Hayatını sidik yarışı gibi yaşayanlardan nefret ediyorum. Şimdi kendi kızımı yetiştirirken de gözlemlediğim yegane konu bu, mesela annesi ya da babası bu şekilde sürekli karşılaştırmalara dayanarak yaşıyorlarsa çocuklar kesin aynı modda;
" Sende ne var?! Bak bende bu var ama göstermem!"
" Ben bunu çok iyi yaparım, sen yapamıyosunnnnnn!" ve benzeri diyaloglar beni eskiden gererdi, şimdi sinirlerimi tepeme zıplatmakta, o insana ve küçülmüş yeni nesil versiyonlarına uçan tekme atmak geliyor içimden.
Aslında fark ediyorum da ben bu tip insanlardan hayatım boyunca kaçtım, şimdi de hissettiğim yerde dediğim gibi kızımı uzak tutmaya çalışıyorum. Kavga etmek bile belli bir zaman birikimi ve samimiyet gerektirdiği ve bu tip yeni ortamlarda o da olmadığı için " Yallah!" politikası daha çok işliyor. Gözlemle, puanla, ilişkiye devam et ya da kaç!
Sidik yarışı ile bu konuyu nasıl bağdaştıracağım, şöyle ki; Bu son aylarda haliyle doğum şekillerine aşırı derecede takmış vaziyetteyim. Dile kolay, doğum yapma zamanım geldiğinde birincisi ile neredeyse bir sekiz seneyi araya sığdırmış olacağım. Siteler, forumlar...Yüzlerce, binlerce örneklemeler...
İnanın, bu konu da kadınlar arasında aynı çocuk sayısı, çocuk da yaparım kariyer de, çocuğun okul başarısı, kendi iş başarısı, evdeki koltuk takımı, evinin büyüklüğü, kullandığı cep telefonunun özellikleri...gibi sayılması bitmeyecek şekilde sidik yarışına dönüşmüş durumda.
Örneğin, bize yakın oturan ve çocuğu bu yıl benim kızımla aynı sınıfta olan bir kadın var. Geçen senelerde bir ara oyun günü yapalım diye evine gittiğim, kızının akla hayale alınmayacak şekilde benimkiyle oynamamak adına bahaneler yarattığı, oynamaması yetmezmiş gibi bir anda gelip benim ufaklığa; " Sen yüzemiyorsun değil miiiii?!" şeklinde sorduğu soruyla kaçıştığım insanlar arasına girenlerden.
Ben hamile kaldığımdan ve gidiş gelişleri paylaştığı arkadaşı buradan taşınma durumuna girdiğinden beridir bir kıymet verilme dönemi başladı ki sormayın gitsin! ( O'nun tarafından benim alana doğru ) Bir de kadın kısmında hangimiz daha hınzır ve kurnazız tarzı durumlar vardır.

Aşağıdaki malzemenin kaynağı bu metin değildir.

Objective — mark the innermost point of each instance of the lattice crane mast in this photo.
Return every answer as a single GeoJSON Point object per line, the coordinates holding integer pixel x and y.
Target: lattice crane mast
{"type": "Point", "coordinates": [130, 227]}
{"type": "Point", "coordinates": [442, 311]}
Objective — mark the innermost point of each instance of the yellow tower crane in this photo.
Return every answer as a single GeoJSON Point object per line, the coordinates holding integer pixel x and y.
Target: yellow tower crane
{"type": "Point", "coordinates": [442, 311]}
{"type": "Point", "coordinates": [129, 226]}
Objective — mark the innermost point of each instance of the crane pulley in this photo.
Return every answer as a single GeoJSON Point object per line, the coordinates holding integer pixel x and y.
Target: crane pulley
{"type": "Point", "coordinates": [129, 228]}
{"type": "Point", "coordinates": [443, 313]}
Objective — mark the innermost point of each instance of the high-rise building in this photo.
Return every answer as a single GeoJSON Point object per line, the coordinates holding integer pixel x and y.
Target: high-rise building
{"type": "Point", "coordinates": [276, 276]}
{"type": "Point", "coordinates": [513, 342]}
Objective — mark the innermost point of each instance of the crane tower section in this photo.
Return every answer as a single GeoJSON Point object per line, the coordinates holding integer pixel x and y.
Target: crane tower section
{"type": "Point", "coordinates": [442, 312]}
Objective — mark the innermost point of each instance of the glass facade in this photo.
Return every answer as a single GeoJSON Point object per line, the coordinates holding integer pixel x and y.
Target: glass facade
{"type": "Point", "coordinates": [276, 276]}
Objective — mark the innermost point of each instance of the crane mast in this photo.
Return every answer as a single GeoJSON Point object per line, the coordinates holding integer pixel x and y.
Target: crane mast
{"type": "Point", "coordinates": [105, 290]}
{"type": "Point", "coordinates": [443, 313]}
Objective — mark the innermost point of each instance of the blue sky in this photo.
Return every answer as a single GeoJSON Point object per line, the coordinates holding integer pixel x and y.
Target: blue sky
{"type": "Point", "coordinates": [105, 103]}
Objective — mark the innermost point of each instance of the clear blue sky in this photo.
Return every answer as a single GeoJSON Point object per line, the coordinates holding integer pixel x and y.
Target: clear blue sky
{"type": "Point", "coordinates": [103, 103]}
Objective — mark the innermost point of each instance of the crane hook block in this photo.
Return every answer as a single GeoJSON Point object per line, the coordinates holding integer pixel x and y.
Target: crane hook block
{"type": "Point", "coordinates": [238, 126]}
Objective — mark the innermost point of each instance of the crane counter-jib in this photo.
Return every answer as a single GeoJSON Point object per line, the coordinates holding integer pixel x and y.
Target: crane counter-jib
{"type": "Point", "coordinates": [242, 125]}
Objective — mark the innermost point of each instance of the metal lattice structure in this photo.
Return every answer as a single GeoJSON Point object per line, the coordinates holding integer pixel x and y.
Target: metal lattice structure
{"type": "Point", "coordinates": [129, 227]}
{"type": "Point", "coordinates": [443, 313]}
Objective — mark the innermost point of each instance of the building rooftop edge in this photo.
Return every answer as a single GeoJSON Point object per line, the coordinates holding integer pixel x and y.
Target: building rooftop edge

Bir taraf kendince bir kurnazlık yaptığını, karşı tarafın ne güzel de zokayı yuttuğunu düşünedursun, tam tersi geçerlidir ama renk verilmemektedir. Neyse, bir yandan kocalar sabah okulda bekleyip bir yandan da sohbetlerken, konu normal olarak benim doğum şeklime gelmiş. Eşi benimkine birinci doğumun sezeryan, ikincinin normal doğum olduğunu ama karısının acıya dayanamadığını, bu sefer çok fazla ilaçlı gaz verildiğini, öyle olunca da kötüleşip bebeği yeterli itemediğini ve ekibin bebeği forsepsle almak zorunda kaldıklarını anlatmış.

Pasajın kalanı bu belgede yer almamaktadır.